Sunday, May 10, 2009

CSSLP for Me!

I don't think I have mentioned it here yet: I qualified for the CSSLP, the new secure development cert from ISC2, the "makers" of the CISSP. (I still need to get going on that. Too many SANS certs have gotten in the way....)

Whether it is worthwhile may be questionable, but I figure it fits a significant part of what I am working on now (secure development) and is worth adding to my list.

Now I finally have to keep track of all the CPEs for ISSA and other such meetings!


Sunday, May 3, 2009

OWASP Source Code Flaws Top 10 Project

I have made my first contribution to OWASP! I tweaked the language for the OWASP Source Code Flaws Top 10 Project last week. I came across this while following the general OWASP Code Review email list and figured I could help make it read better. It feels a bit arrogant to say, "I know how to say it better," but I believe that is the way things work.

I haven't heard anything either way, but I am assuming it is OK. :)

Hopefully this is the start of a good trend!


A Security Career

I have been thinking more about the future career options I have. I don't want to move now, but I want to make sure I am ready for whatever I do want to go in the future. It is a common problem in any field: Once you get near the top you have a harder time advancing further.

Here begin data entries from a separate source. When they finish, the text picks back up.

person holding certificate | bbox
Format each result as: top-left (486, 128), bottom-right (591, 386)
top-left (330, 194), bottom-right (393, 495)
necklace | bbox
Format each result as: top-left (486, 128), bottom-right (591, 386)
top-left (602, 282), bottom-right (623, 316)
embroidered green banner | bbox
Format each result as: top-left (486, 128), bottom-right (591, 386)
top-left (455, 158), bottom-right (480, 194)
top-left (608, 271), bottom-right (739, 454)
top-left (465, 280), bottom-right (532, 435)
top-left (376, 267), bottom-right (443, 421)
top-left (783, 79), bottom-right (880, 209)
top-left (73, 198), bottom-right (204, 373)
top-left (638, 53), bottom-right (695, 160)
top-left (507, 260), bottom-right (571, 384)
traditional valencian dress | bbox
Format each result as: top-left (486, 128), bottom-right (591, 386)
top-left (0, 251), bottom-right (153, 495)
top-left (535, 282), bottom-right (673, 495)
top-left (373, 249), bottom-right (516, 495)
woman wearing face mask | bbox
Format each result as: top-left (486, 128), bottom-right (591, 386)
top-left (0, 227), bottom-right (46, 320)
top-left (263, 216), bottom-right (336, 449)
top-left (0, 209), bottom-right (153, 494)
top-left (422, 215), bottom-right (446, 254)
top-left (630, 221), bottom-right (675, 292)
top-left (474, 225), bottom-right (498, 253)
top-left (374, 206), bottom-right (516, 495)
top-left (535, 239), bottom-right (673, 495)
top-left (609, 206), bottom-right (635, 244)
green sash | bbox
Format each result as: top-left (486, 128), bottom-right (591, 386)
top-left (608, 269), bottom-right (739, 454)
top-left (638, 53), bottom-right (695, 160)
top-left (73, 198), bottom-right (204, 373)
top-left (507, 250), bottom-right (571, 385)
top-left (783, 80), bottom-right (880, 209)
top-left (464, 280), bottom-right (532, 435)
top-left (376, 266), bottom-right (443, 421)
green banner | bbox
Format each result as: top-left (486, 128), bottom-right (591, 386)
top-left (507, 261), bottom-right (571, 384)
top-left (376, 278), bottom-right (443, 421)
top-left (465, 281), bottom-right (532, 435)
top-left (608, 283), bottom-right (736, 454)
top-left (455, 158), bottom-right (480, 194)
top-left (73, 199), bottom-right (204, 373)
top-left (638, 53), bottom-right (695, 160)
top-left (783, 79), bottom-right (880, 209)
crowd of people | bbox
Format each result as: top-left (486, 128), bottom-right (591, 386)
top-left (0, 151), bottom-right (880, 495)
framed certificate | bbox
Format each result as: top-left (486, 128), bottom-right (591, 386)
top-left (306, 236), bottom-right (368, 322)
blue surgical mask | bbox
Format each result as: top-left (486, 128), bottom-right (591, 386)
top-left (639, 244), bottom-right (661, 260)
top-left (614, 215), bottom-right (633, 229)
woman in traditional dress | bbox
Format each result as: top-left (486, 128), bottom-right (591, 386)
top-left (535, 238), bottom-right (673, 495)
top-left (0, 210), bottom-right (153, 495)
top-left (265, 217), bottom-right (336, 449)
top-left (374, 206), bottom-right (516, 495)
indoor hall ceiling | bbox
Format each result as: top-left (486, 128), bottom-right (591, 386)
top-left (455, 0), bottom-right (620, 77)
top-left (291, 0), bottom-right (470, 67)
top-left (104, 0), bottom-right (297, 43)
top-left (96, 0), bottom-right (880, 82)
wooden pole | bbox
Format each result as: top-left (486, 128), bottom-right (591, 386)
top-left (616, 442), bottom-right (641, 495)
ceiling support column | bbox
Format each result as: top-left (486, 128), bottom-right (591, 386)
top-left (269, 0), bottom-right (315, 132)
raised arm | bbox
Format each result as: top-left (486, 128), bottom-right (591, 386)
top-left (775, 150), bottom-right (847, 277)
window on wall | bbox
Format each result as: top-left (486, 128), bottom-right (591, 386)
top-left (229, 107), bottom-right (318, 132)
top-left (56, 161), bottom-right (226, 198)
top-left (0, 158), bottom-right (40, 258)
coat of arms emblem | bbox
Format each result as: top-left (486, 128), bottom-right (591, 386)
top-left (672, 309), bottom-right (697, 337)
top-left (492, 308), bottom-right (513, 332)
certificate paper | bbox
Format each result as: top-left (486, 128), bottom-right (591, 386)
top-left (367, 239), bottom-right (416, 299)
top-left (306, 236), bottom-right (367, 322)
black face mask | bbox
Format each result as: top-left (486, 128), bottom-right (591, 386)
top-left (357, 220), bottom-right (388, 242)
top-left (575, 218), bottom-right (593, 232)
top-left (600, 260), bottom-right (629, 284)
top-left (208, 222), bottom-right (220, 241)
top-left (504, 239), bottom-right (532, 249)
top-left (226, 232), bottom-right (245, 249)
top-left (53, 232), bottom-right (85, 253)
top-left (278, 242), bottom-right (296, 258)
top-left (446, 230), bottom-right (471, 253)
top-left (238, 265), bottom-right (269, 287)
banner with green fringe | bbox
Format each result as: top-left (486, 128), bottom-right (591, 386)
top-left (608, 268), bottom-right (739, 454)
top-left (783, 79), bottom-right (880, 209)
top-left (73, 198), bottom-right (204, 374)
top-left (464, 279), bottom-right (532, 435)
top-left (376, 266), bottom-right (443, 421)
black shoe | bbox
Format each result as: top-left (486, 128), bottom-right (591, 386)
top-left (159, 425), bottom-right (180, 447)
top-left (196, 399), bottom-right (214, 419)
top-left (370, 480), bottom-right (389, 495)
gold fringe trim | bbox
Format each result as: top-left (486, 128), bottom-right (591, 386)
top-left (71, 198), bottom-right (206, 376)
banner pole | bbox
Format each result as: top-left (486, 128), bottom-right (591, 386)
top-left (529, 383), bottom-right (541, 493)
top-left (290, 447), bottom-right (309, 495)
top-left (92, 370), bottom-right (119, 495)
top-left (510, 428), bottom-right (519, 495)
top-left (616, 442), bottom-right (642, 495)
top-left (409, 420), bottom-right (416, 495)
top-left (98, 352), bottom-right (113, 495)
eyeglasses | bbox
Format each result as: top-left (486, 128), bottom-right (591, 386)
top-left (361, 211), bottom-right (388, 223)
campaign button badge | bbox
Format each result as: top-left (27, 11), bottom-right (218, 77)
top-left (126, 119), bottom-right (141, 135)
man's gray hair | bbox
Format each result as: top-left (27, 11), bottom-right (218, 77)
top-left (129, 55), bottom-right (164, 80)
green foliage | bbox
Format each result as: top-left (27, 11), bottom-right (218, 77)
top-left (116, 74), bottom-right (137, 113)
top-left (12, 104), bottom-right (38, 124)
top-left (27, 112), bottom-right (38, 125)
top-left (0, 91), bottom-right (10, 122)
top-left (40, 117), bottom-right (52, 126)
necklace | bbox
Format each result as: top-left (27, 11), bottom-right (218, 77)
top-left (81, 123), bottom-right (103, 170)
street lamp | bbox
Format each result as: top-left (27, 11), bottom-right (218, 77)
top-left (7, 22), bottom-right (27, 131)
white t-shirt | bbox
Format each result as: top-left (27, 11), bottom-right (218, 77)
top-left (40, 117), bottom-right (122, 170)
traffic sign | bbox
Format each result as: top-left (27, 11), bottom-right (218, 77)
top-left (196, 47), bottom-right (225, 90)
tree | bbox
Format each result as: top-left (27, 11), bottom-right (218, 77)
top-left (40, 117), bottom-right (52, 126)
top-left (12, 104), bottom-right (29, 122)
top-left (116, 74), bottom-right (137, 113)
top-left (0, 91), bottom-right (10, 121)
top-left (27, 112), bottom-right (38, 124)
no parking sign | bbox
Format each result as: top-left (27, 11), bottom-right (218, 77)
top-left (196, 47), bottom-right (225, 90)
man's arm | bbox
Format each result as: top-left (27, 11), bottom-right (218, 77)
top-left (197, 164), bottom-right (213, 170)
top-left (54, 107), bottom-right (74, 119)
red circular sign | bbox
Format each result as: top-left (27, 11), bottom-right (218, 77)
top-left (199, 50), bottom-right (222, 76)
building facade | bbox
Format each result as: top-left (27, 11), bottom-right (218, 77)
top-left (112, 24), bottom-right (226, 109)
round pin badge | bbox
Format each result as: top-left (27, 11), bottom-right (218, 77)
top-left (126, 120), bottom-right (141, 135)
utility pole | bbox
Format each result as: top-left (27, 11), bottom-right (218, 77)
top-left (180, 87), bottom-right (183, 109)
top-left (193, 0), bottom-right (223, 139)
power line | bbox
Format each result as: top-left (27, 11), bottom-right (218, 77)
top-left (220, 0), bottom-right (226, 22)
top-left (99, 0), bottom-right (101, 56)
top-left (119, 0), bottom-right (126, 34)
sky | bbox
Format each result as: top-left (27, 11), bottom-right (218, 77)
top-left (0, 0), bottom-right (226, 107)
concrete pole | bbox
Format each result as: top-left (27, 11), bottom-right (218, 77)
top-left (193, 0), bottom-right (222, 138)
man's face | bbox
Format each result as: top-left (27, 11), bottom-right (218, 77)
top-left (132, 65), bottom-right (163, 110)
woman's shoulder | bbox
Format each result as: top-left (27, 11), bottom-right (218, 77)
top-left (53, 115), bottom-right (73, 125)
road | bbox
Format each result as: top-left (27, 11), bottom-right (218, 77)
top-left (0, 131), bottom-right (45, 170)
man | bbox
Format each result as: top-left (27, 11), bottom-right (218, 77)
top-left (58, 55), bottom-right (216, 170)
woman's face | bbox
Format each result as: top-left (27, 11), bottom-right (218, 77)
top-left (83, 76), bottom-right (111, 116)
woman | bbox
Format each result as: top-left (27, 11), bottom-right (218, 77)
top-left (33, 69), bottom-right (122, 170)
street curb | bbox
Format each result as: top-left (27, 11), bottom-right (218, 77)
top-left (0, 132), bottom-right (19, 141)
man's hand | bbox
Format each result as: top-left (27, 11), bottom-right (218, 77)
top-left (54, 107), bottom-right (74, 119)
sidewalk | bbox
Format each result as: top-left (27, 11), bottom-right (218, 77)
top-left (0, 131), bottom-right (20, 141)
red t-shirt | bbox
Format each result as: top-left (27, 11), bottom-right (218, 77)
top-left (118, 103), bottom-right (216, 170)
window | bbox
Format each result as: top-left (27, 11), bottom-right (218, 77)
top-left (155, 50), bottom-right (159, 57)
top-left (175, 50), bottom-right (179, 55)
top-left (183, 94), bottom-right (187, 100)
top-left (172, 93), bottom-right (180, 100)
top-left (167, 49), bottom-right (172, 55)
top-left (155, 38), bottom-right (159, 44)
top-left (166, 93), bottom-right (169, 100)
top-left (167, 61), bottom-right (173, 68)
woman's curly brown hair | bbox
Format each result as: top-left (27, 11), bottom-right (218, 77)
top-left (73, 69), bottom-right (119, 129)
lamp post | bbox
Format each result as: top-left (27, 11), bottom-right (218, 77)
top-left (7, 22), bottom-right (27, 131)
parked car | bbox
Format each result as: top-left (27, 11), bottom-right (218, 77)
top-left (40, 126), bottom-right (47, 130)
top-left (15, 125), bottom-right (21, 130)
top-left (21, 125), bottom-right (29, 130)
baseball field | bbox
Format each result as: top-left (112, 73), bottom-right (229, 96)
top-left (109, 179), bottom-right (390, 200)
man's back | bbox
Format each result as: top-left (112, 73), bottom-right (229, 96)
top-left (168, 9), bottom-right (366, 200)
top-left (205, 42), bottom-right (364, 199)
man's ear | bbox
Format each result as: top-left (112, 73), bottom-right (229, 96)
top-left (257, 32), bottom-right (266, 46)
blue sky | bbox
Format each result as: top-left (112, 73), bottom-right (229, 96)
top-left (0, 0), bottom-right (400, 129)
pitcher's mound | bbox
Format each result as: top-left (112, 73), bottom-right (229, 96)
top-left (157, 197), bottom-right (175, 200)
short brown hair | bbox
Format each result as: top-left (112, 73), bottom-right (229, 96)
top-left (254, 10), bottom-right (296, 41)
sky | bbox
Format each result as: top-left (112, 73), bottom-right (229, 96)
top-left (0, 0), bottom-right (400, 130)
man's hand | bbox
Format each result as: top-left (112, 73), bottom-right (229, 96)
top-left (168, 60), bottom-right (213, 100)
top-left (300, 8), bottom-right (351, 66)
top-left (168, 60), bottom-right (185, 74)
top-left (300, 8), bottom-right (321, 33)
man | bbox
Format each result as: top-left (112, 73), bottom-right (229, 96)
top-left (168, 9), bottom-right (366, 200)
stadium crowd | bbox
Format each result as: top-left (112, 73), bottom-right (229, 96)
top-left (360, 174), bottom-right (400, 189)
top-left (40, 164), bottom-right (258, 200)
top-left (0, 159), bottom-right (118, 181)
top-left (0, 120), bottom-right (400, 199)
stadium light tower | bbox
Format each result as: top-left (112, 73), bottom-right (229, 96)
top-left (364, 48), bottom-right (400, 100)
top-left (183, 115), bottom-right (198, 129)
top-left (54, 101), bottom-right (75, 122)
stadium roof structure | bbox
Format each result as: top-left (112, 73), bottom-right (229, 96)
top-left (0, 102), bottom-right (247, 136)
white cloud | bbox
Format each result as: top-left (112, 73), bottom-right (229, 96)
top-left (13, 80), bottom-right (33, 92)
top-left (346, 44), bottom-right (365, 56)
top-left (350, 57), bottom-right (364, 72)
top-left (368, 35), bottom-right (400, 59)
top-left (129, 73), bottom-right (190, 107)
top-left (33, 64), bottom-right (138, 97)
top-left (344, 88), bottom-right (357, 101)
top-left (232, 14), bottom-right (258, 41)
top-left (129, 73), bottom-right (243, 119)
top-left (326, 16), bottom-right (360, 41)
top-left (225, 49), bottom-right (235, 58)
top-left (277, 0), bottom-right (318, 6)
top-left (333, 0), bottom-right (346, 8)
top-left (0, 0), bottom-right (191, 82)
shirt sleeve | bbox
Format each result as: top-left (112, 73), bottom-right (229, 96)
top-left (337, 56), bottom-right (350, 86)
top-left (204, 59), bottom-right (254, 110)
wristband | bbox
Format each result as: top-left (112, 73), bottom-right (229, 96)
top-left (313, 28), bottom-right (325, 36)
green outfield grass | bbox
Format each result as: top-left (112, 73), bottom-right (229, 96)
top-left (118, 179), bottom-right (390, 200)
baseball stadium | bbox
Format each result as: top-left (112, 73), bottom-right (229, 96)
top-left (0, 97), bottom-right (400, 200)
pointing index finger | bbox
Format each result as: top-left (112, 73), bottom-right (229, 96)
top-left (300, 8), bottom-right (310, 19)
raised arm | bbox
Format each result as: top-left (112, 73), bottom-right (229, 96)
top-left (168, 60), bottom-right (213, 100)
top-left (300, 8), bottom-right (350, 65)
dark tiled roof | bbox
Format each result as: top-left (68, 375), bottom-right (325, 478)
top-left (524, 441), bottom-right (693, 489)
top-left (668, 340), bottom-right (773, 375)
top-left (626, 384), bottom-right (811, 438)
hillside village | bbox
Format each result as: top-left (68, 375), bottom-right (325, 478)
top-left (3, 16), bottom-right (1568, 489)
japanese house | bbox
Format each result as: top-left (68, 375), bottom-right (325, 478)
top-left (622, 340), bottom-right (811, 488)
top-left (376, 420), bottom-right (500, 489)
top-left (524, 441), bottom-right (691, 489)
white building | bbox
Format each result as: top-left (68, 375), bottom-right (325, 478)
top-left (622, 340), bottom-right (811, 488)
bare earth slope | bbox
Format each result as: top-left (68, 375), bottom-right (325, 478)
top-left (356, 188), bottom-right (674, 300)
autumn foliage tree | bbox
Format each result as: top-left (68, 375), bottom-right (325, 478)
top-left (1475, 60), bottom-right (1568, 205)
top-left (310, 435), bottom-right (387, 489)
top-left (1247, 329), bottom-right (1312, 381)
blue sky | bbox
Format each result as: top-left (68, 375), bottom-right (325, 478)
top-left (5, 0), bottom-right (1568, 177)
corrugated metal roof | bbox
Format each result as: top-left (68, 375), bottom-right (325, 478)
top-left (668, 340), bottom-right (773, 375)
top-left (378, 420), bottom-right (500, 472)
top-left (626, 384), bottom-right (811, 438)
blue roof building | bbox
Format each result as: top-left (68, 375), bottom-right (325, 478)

Some career paths are obvious. If you want to go into a specific operation security area, like network security or related things, you should probably focus on enhancing the skills that help you be better at whatever you are doing.

Unfortunately, I didn't come to security from the sysadmin route. I had over 20 years of software development (and general analysis) before I started full time in information security. This may be placing me really well for working in the growing area of application security, but even that has a lot of possible different focus areas.

I am also very interested in risk, compliance, policy and security awareness. While these all could relate to development security, they are not necessarily tied to that. Figuring out the route is my challenge now. I want to know everything, but I can only learn so many things.

This is not as refined as I would like, but I wanted to put out some thoughts to build on later. I plan on writing about this more and I have thought of working in this area with either the local ISSA chapter or OWASP.